Besides the unknown question of how Taiwan will be referred in the final draft, it is by no means the case that the lack of a direct reference to "one country, two systems" would guarantee that what Ma calls the "Cross-Strait Economic Cooperation Framework Agreement" will not "impinge" on Taiwan's status or "unification."

On the contrary, the parallel use of informal terms such as "Mainland" and "Hong Kong" and "Cross-Strait" hints that both pacts are situated under a substantively different "framework" than the ECFA signed between the PRC and ASEAN which strictly adheres to international protocol.

Indeed, Wu's own comments responded to a statement by a senior PRC official which seemed designed to rub the noses of the Taiwan people in the reality that the PRC's "framework" for Taiwan's status under ECFA would be precisely the same "one country, two systems" cage used for Hong Kong and Macau.

Beijing's visible cage

During a news conference March 4, PRC National People's Congress Spokesperson and former foreign minister Lee Zhaoxing related that both sides had agreed to make the "Cross-Strait Economic Cooperation Framework Agreement" the focus for the fifth meeting between Taipei's Strait Exchange Foundation Chairman Chiang Ping-kun and Beijing's Association for Relations Across the Taiwan Strait Chairman Chen Yunlin.

The NPC spokesman also pointedly stressed that "the mainland side has always used the 'one China principle' in handling all questions related to Taiwan."

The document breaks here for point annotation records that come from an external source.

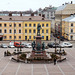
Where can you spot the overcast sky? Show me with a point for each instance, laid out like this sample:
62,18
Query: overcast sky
22,5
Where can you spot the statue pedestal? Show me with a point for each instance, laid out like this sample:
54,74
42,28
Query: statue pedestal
38,40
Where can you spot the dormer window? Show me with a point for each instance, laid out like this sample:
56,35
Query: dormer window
42,18
10,18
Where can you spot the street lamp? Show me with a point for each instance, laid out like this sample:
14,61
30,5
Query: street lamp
14,32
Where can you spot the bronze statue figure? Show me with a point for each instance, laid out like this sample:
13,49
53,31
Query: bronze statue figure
33,45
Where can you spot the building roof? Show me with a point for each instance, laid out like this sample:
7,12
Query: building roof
70,19
22,18
66,9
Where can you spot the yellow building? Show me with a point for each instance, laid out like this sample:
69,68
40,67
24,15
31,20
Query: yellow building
69,27
62,12
24,27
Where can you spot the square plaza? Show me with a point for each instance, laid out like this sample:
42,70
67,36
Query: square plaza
8,67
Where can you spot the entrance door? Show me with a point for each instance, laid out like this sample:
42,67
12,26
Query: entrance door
1,38
46,37
25,37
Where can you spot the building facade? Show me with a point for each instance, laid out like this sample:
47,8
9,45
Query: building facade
48,13
62,12
69,27
23,27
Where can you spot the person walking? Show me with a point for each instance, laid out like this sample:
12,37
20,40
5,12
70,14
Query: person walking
54,61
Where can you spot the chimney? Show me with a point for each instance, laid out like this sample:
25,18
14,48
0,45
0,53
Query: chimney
32,14
71,15
20,13
43,15
39,14
71,2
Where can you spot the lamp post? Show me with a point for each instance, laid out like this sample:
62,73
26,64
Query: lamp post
55,38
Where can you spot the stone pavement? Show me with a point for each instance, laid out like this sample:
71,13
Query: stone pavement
8,67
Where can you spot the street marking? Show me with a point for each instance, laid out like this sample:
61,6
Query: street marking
70,65
32,70
4,68
18,69
46,69
61,70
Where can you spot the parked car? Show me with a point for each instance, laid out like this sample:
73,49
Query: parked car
28,46
53,45
66,44
4,46
11,46
50,44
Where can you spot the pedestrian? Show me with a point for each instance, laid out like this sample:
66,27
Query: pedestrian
5,53
54,61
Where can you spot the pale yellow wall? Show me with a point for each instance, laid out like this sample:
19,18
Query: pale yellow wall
17,34
32,28
22,34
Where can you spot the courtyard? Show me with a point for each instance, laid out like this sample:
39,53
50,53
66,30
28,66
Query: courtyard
8,67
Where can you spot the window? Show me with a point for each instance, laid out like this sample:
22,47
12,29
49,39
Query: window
34,37
71,30
51,13
19,30
5,31
14,37
0,30
29,30
71,37
34,31
42,31
34,25
42,25
14,30
0,18
42,37
25,30
0,25
46,25
29,37
19,25
29,25
19,37
10,18
10,37
4,25
14,25
5,37
30,18
10,31
71,24
10,25
46,31
25,25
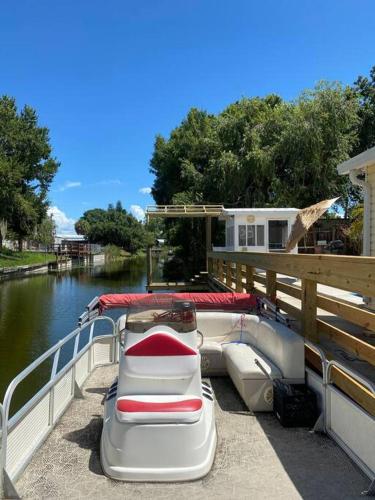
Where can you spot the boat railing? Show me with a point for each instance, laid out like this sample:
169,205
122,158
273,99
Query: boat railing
22,433
342,411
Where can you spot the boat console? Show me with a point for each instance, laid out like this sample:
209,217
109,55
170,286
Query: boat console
158,423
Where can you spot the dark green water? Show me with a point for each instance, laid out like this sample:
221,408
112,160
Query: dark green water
37,311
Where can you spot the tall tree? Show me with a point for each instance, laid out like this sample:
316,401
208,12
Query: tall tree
27,168
257,152
364,87
114,226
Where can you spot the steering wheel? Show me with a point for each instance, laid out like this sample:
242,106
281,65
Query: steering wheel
202,338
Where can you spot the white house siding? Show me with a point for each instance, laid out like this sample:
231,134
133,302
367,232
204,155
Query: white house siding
258,217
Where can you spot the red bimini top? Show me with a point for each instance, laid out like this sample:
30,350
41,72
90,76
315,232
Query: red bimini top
203,301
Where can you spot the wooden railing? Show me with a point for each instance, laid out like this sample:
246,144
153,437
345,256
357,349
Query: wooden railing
238,271
184,210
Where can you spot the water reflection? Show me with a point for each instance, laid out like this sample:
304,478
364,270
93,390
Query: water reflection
37,311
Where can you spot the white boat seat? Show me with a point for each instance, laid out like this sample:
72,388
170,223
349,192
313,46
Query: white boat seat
245,357
254,386
164,409
160,355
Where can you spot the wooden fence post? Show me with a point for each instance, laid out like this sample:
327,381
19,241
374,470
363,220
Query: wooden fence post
209,265
271,285
249,279
309,306
149,265
229,274
220,276
239,285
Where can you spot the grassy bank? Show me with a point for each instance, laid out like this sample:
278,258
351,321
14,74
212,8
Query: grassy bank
8,258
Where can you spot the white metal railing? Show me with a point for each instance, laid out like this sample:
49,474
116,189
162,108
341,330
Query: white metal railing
1,448
24,432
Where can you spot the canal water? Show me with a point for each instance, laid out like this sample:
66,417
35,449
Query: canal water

On the following day, PRC Premier Wen Jiabao cited signing of the cross-strait ECFA as one of his government's top objectives for 2010 in his administrative report to the NPC and directly tied to the pact to the task of "upholding the great program of development of cross-strait relations and promoting peaceful unification of the motherland."

It should be obvious that if senior PRC leaders publically insist that the "Cross-Strait ECFA" will be signed "under the framework of the 'one China principle" and is part of "promoting peaceful unification," then Taiwan's status as a state distinct from the PRC is absolutely a "political issue."

Of course, the PRC stance would not "impinge" on Taiwan's "unification or independence" if the Ma government accepts Beijing's "one China" framework.

This possibility is implied by Ma's agreement to negotiate the pact under the informal SEF-ARATS channel and to define the pact as a "Cross-Strait ECFA" and thereby set aside both Taiwan's official state title of the "Republic of China" and our internationally guaranteed status in the multilateral WTO system as the "Separate Customs Territory of Taiwan, Penghu, Kinmen and Matsu."

Hence, even if the term "unification" or the phrase "one country, two systems" does not appear in the body of the pact, the KMT government's refusal to uphold Taiwan's status as a state or even a "customs entity" under the WTO into an eminently "political" issue for Taiwan's 23 million citizens.